Dès l’ouverture des travaux, le colonel Gonto Gbassaha, conseiller technique représentant le directeur général de l’OIPR, a salué la forte mobilisation des membres du comité et des représentants des communautés riveraines. Il a souhaité que cette deuxième session débouche sur des recommandations concrètes pour renforcer la gestion participative de la réserve. « J’espère que cette session sera aussi constructive dans les débats que dans les propositions qui seront faites pour appuyer nos équipes de gestion de la réserve naturelle intégrale », a-t-il déclaré, précisant que le directeur général de l’OIPR se trouvait alors en Corée du Sud, où il prenait part à la 48ᵉ session du Comité du patrimoine mondial de l’UNESCO.

En ouvrant officiellement les travaux, le préfet de Danané et président du CGL, Ahoutou N’Guessan Vincent, a rappelé que cette session s’inscrivait dans la continuité du Programme Filières Agricoles Durables (FADCI), financé par le deuxième Contrat de Désendettement et de Développement (C2D), qui prolonge les acquis du projet CORENA. Il a présenté cette rencontre comme « un important cadre de consultation, de suivi et d’évaluation de nos actions communes », permettant d’examiner le bilan des activités et les opérations de surveillance du premier semestre, mais aussi de se projeter sur le troisième trimestre. Le préfet s’est par ailleurs félicité de la présentation du nouveau mécanisme de mise en œuvre des microprojets, y voyant « un levier essentiel pour renforcer l’adhésion des communautés locales aux objectifs de conservation », tout en améliorant durablement leurs conditions de vie.

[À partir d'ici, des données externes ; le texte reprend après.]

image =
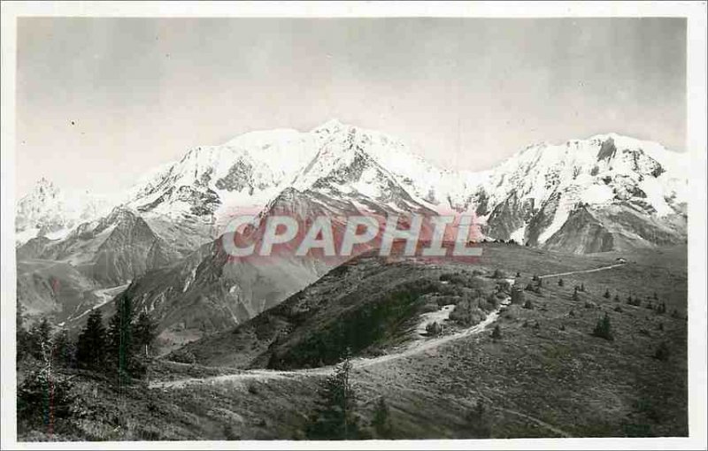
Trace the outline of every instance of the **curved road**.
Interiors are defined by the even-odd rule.
[[[608,266],[602,266],[600,268],[593,268],[590,270],[579,270],[568,272],[559,272],[558,274],[546,274],[544,276],[539,276],[539,279],[545,279],[549,277],[557,277],[557,276],[568,276],[572,274],[581,274],[586,272],[596,272],[598,271],[604,271],[612,268],[616,268],[618,266],[623,266],[624,264],[611,264]],[[513,284],[513,279],[510,279],[507,280],[509,280],[510,283]],[[385,362],[391,362],[394,360],[409,357],[416,354],[423,353],[427,350],[435,349],[435,348],[438,348],[441,345],[459,340],[461,338],[481,333],[485,330],[485,328],[488,325],[496,321],[496,318],[499,317],[500,311],[504,310],[509,304],[510,302],[511,298],[507,297],[504,302],[500,303],[499,307],[495,311],[487,315],[487,317],[484,318],[483,321],[468,329],[458,332],[457,333],[452,333],[439,338],[426,340],[422,341],[420,340],[415,341],[411,346],[409,346],[407,348],[404,349],[401,352],[387,354],[385,355],[381,355],[373,358],[361,358],[361,357],[355,358],[351,360],[352,365],[354,369],[368,368],[373,365],[383,363]],[[177,380],[150,382],[148,386],[150,388],[163,388],[163,389],[181,388],[192,384],[213,384],[219,382],[240,382],[251,379],[266,380],[266,379],[282,378],[297,378],[302,376],[329,374],[332,372],[332,370],[333,370],[332,366],[323,366],[320,368],[295,370],[289,371],[275,371],[275,370],[244,370],[242,372],[235,374],[224,374],[221,376],[209,376],[206,378],[188,378]]]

L’un des temps forts de la rencontre a porté sur la situation de la réserve, toujours inscrite sur la liste du patrimoine mondial en péril. Représentant le directeur de la Zone Ouest de l’OIPR, le docteur-colonel Assui Wa Kassi N’Guessan Dawy a tenu à rassurer les participants : « Il ne faut pas être trop pessimiste. L’UNESCO et l’UICN ont reconnu les efforts qui ont été faits. » Il a néanmoins expliqué que les principaux obstacles à la sortie de la réserve de cette liste se situent du côté guinéen, en lien avec les activités minières. « Les éléments les plus importants qui font que nous sommes encore sur la liste en péril concernent véritablement nos homologues de Guinée, notamment les permis d’exploitation minière et les études d’impact environnemental », a-t-il précisé, ajoutant que la Côte d’Ivoire poursuit l’harmonisation de ses plans de surveillance et de suivi écologique avec son voisin.